Non-GAAP Financial Measures
This press release includes the presentation and discussion of certain financial information that differs from what is reported under accounting principles generally accepted in the United States ("U.S. GAAP"). These non-GAAP financial measures, including adjusted EBITDA and free cash flow, are presented in order to supplement investors' and other readers' understanding and assessment of the financial performance of Viatris. Free cash flow refers to U.S. GAAP net cash provided by operating activities, less capital expenditures. For the third quarter of 2022, Viatris calculated adjusted EBITDA as U.S. GAAP net earnings (loss) adjusted for income tax provision (benefit), interest expense and depreciation and amortization (to get to EBITDA) and further adjusted for share-based compensation expense, litigation settlements and other contingencies, net and restructuring, acquisition related and other special items.
Viatris has provided reconciliations of historical non-GAAP financial measures to the most directly comparable U.S. GAAP financial measures. Investors and other readers are encouraged to review the related U.S. GAAP financial measures and the reconciliations of the non-GAAP measures to their most directly comparable U.S. GAAP measures set forth in this release on our website at https://investor.viatris.com/financial-information/non-gaap-reconciliations, and investors and other readers should consider non-GAAP measures only as supplements to, not as substitutes for or as superior measures to, the measures of financial performance prepared in accordance with U.S. GAAP.

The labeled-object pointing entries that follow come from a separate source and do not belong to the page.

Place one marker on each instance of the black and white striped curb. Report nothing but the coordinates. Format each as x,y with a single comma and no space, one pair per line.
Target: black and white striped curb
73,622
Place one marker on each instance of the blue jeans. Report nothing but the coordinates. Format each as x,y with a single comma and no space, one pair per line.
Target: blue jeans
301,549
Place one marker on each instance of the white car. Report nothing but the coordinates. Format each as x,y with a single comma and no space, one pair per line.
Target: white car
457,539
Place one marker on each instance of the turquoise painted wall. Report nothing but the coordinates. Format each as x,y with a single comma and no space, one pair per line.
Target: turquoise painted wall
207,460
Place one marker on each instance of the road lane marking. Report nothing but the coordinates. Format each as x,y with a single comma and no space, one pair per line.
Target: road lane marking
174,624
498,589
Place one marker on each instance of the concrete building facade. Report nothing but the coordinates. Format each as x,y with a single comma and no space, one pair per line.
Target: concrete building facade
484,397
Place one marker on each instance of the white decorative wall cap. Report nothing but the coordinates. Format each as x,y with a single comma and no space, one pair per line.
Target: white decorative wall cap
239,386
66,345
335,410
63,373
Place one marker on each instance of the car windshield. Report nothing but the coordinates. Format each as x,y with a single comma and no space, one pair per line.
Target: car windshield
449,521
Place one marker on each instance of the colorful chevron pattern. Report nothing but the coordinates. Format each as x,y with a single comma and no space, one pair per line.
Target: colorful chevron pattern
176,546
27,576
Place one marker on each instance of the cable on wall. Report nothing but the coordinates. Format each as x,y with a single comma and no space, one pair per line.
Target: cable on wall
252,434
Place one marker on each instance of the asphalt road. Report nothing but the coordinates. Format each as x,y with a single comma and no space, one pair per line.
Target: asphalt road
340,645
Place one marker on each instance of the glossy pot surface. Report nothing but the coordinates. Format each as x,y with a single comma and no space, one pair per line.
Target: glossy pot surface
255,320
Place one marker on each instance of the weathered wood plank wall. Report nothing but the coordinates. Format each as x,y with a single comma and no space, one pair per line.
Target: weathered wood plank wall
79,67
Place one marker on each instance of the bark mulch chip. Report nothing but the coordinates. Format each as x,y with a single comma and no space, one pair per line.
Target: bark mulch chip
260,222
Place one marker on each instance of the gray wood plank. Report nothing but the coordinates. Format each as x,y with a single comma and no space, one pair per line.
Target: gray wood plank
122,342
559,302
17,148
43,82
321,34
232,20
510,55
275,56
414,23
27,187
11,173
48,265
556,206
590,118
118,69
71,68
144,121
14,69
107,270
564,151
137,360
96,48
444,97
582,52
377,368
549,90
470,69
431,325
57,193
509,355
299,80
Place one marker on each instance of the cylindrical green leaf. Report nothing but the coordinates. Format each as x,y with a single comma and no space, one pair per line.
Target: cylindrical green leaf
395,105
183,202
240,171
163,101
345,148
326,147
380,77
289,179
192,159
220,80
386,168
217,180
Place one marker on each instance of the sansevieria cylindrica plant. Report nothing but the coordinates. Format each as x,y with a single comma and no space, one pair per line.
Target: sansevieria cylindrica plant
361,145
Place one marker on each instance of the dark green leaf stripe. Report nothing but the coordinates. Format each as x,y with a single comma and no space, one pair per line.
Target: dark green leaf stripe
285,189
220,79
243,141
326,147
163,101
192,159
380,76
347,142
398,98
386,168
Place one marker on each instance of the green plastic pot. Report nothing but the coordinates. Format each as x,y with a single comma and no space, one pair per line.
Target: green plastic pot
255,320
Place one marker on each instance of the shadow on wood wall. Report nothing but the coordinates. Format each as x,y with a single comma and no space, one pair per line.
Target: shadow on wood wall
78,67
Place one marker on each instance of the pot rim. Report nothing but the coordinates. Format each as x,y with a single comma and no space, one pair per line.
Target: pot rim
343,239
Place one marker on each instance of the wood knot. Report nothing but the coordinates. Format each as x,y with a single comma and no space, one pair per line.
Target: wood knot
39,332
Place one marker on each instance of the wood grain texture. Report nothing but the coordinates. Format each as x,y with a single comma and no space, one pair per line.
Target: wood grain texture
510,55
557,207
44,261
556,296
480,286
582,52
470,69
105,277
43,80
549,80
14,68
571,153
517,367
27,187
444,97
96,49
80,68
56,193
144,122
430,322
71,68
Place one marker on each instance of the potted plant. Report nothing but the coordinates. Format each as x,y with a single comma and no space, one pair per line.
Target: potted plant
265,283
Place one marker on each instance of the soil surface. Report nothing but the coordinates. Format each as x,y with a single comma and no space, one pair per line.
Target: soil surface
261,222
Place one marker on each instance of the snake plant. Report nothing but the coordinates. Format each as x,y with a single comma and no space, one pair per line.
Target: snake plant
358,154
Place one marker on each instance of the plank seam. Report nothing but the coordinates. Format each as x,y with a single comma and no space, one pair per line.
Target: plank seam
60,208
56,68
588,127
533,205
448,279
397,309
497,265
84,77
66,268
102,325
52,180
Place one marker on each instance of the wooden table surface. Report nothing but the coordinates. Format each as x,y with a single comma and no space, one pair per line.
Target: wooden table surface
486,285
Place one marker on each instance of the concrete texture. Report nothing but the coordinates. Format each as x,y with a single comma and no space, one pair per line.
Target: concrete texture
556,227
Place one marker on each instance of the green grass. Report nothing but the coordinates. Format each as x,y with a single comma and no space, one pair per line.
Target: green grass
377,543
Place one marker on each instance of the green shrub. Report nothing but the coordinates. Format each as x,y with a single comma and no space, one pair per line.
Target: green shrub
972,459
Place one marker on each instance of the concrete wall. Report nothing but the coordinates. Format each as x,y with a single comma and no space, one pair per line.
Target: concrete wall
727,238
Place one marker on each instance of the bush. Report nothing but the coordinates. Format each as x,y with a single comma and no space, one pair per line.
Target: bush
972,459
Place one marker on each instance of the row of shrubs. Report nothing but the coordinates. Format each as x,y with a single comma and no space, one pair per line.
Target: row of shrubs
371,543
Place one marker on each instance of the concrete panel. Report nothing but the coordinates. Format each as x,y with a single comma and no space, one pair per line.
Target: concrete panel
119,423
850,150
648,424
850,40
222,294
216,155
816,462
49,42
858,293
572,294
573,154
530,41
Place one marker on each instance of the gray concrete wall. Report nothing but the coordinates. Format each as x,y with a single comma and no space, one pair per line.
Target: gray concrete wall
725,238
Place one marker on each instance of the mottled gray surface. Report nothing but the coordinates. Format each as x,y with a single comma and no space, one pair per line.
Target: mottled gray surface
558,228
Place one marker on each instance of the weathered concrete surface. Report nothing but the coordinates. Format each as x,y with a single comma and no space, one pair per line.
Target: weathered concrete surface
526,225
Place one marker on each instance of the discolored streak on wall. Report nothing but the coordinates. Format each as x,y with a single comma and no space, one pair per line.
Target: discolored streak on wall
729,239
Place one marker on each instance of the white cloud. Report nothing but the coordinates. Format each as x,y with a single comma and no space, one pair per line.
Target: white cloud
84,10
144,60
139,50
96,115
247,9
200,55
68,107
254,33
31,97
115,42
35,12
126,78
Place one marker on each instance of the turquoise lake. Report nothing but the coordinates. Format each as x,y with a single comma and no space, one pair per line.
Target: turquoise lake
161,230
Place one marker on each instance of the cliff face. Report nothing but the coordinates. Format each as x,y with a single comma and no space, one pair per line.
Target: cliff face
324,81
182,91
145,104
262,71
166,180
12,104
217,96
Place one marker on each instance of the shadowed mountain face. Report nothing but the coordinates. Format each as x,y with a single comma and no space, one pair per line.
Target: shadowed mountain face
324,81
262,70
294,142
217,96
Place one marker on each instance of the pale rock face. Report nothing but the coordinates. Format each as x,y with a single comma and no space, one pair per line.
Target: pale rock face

With regard to the completion of the biosimilars transaction, Viatris is not providing forward-looking disclosures for the expected impact on the most directly comparable U.S. GAAP measure, net earnings (loss), or a quantitative reconciliation of the expected impact on adjusted EBITDA to a projected impact on U.S. GAAP net earnings (loss) because it is unable to predict with reasonable certainty the ultimate outcome of certain significant items, including integration and acquisition-related expenses, restructuring expenses, asset impairments, litigation settlements and other contingencies, such as changes to contingent consideration and certain other gains or losses, as well as related income tax accounting, because certain of these items have not occurred, are out of the Company's control and/or cannot be reasonably predicted without unreasonable effort. These items are uncertain, depend on various factors, and could have a material impact on U.S. GAAP reported results for the period.